The Shea Theater Arts Center and other businesses on Avenue A in Turners Falls.
The Shea Theater Arts Center and other businesses on Avenue A in Turners Falls. Credit: Staff File Photo/Paul Franz

TURNERS FALLS — A state program to support post-pandemic recovery of downtown business districts has accepted Turners Falls for a grant that will be put toward revitalizing the village’s business community.

“We were just hitting our stride around when COVID hit,” Montague Town Planner Walter Ramsey said of Turners Falls’ development. “Things were going well.”

Now, one year later, many local businesses are struggling, he said.
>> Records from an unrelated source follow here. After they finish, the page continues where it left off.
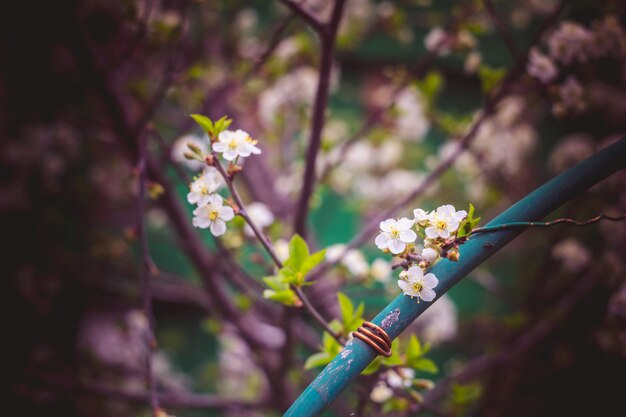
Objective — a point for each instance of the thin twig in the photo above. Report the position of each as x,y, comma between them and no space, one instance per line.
268,246
489,229
502,29
305,15
462,144
527,339
146,276
318,118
This state program, offered by the Massachusetts Downtown Initiative, aims to help business districts recover by providing a consultant to help create strategies for achieving community goals.

For Turners Falls, the Montague Planning and Conservation Department’s application for the program focused on rebuilding the community of business owners and other stakeholders, Ramsey said.

“I think we’ve lost a lot through not being able to have connections around events. Turners Falls is very much an event-based community,” Ramsey said. “Our businesses depend on those, and culturally we depend on those to see each other. We lack that now.”

The exact scope of the project and its goals will be driven by the community, and will probably be informed by a series of community forums, Ramsey said.

“We want the community to help drive the discussion we have. The town wants to be responsive to the community’s needs,” he said.

However, the state’s major goal for the program is to identify relatively short-term goals that can realistically be achieved within three to six months, Ramsey said. For example, he said, these goals may take the form of new policies for the town Planning and Conservation Department to implement, or ideas for new event programming.

The study is worth $60,000, but the state matches the town with a consultant, rather than providing funding directly.